Conveniently, gensim's w2v model has a function get_keras_embedding which creates the needed embedding layer for you with the trained weights.
gensim_model = # train it or load it
embedding_layer = gensim_model.wv.get_keras_embedding(train_embeddings=True)
embedding_layer.mask_zero = True # No need for a masking layer
model = Sequential()
model.add(embedding_layer) # your embedding layer
model.add(Bidirectional(
LSTM(num_lstm, dropout=0.5, recurrent_dropout=0.4, return_sequences=True))
)
But, you have to make sure the index for a word in the data is the same as the index for the word2vec model.
word2index = {}
for index, word in enumerate(model.wv.index2word):
word2index[word] = index
Use the above word2index dictionary to convert your input data to have the same index as the gensim model.
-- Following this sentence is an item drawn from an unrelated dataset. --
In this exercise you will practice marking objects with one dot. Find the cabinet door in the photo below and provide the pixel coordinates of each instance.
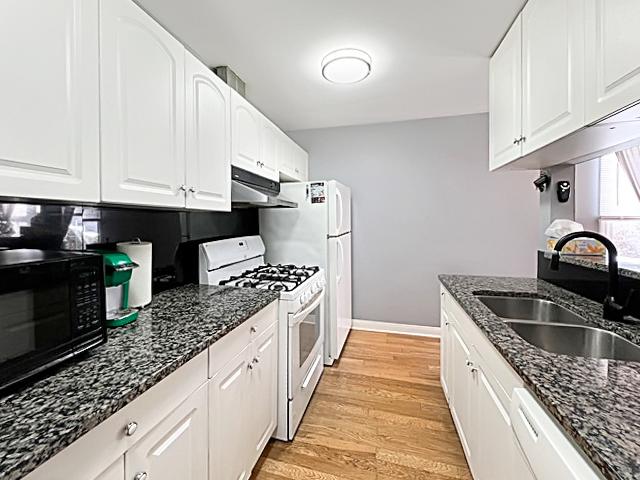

For example, your data might be:
X_train = [["hello", "there"], ["General", "Kenobi"]]
new_X_train = []
for sent in X_train:
temp_sent = []
for word in sent:
temp_sent.append(word2index[word])
# Add the padding for each sentence. Here I am padding with 0
temp_sent += [0] * (MAX_SEQUENCE_LENGTH - len(temp_sent))
new_X_train.append(temp_sent)
X_train = numpy.as_array(new_X_train)
Now you can use X_train and it will be like: [[23, 34, 0, 0], [21, 63, 0, 0]]
The Embedding Layer will map the index to that vector automatically and train it if needed.
I think this is the best way of doing it but I'll dig into how gensim wants it to be done and update this post if needed.